Internet planteó desafíos al periodismo impreso en general. En Estados Unidos, las ventas de las revistas han descendido sostenidamente desde mediados de la década pasada. Pero uno de los sectores a los que le fue peor fue al de las revistas eróticas. Playboy, Penthouse, Hustler y otras experimentaron fuertes caídas incluso desde inicios del siglo. Tan temprano como en 2003, Bob Guccione, el fundador de Penthouse, admitió que a causa de Internet "para revistas como las nuestras, ya no hay futuro".
 
La razón, evidentemente, fue el crecimiento de los sitios de contenido pornográfico. En 2010, la consultora MBA Online calculó que el 12% de las páginas web eran pornográficas y que el 25% de las búsquedas que se realizaban en motores de búsquedas como Google estaban relacionadas a la pornografía. No solo los desnudos, las escenas de sexo explícito, de todo tipo, estaban a un clic de distancia. Completamente gratis. ¿Por qué alguien pagaría nueve dólares para ver mujeres desnudas en una revista?
 
El 2008 marcó el inicio del descalabro. La compañía despidió al 15% de sus trabajadores, cerró parte de sus oficinas de Manhattan y vendió el ala este de la mansión. Christi, hija de Hugh, renunció a su cargo de presidenta del directorio. Hefner barajó la posibilidad de vender su 70% de las acciones pero un año después, aliado con un fondo de inversión, no solo no lo hizo sino que adquirió el 30% restante para que, de esta forma, el íntegro de Playboy volviera a sus manos. Al mismo tiempo, editó una biografía de 1.500 páginas, promovió un documental sobre su vida, compró la tumba al lado de Marilyn Monroe y se involucró en toda serie de proyectos aparentemente dirigidos a asegurarle un puesto en la posteridad.
 
Nada de eso pudo impedir que la empresa continuara perdiendo dinero.

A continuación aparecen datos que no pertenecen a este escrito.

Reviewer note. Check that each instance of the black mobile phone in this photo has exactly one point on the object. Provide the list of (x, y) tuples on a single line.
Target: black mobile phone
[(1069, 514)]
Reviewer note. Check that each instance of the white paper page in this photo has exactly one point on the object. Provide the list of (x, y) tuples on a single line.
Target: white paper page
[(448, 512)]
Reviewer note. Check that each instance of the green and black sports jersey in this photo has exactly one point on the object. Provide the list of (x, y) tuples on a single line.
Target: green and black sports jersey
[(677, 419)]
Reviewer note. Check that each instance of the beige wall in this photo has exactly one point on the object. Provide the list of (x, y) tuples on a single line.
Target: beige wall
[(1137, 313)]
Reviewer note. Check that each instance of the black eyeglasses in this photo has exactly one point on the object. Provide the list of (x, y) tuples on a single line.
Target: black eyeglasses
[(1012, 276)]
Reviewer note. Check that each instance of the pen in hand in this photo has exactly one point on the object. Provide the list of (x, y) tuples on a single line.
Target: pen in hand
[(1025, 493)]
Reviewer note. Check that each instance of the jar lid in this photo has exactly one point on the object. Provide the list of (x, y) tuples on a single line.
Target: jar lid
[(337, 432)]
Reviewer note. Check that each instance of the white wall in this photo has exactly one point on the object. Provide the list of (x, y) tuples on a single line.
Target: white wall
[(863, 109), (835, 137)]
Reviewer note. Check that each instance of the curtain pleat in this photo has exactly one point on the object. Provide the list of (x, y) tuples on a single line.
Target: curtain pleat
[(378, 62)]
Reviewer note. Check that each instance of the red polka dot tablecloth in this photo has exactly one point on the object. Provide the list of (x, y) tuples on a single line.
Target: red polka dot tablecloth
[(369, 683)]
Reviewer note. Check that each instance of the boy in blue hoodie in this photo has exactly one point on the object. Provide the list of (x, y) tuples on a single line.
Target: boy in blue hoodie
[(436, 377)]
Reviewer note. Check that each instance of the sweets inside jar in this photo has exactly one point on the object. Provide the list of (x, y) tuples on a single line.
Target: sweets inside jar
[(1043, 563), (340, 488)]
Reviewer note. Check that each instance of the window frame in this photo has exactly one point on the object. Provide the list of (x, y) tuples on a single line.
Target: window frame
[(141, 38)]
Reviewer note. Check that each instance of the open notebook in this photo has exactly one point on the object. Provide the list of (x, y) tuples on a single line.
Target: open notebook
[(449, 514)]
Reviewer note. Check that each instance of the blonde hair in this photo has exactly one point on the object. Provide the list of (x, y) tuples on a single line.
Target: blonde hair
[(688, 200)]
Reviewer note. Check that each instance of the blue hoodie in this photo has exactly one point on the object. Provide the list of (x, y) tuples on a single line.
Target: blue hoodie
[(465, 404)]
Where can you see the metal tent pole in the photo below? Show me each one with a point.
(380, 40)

De los 23 clubes Playboy desperdigados por todo el mundo, hoy solo queda el de Las Vegas. No hay avión, ni hoteles ni casinos. Solo queda la mansión, en la que Hefner vive recluido y en donde las fiestas ya no reúnen a importantes celebridades sino a codiciosos aspirantes a la fama. En su mejor momento, la revista vendió más de siete millones de ejemplares (con la edición de noviembre de 1972). Actualmente bordea los 800 mil. Sus mejores tiempos, sin duda, están lejanos. Alguna vez Hefner explicó cuál era el significado que tenía para él la palabra "playboy". "Es un hombre que trabaja muy duro y que tiene derecho a divertirse. Un tipo que quiere jugar". Con 89 años a cuestas, para el viejo Hef el juego parece a punto de acabar.